2023 OUTLOOK FOR HOUSING MORTGAGES

The housing and mortgage markets have had a stormy 2022. Will the weather be set fairer for 2023?

Out with the old
The ‘mini-budget’ of September 2022 provoked a significant rise in average mortgage rates. Since then,  however, rates have shown some signs of settling down and they are thought likely to remain steadier in 2023, following the Bank Rate rise to 3.5% in December.

After a decade of historically low interest rates, mid-single digits seem to be the new norm. For mortgage holders, the new reality of higher rates will have a knock-on effect on household finances, which are already squeezed for many. House prices The housing market looks set to face a significant downturn. House prices are widely projected to fall in 2023, following three pandemic-influenced years of growth.

House prices
The housing market looks set to face a significant downturn. House prices are widely projected to fall in 2023, following three pandemic-influenced years of growth. Estate agent Savills predicts a 10% fall in house prices in 2023, before a return to growth from 2024 onwards. Despite this, the astronomical year-on-year rises of 16% in July 2022 and 13.6% in August 2022 seem unlikely to be repeated for several years.

Buyers’ market?
The exact figures will depend on the various factors that influence supply and demand. In 2022, house prices remained resilient largely thanks to limited available stocks – this could again be a crucial determining factor in 2023.

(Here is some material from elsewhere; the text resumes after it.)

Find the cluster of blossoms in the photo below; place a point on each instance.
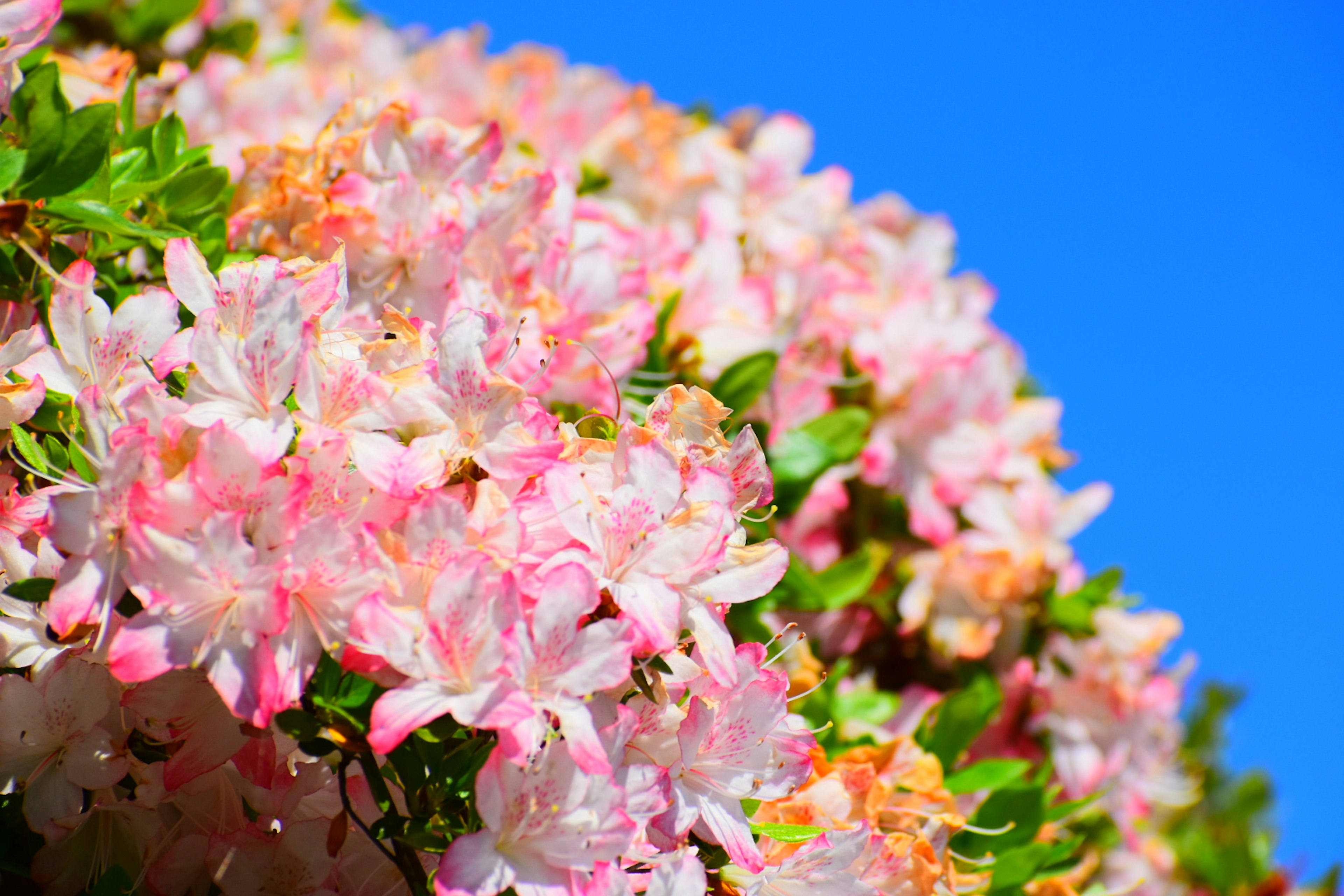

Demand, meanwhile, is expected to receive a lift from the raising of the nil-rate threshold of Stamp Duty in parts of the UK, while pandemic factors such as the need for more space and a home office might still play a part. If a modest decline in house prices is seen, with possible regional variations, desire to buy could be further accelerated.

Your future
With so many uncertainties as we move into 2023, we are here to guide you through the busy market and help you stay focused on your goals.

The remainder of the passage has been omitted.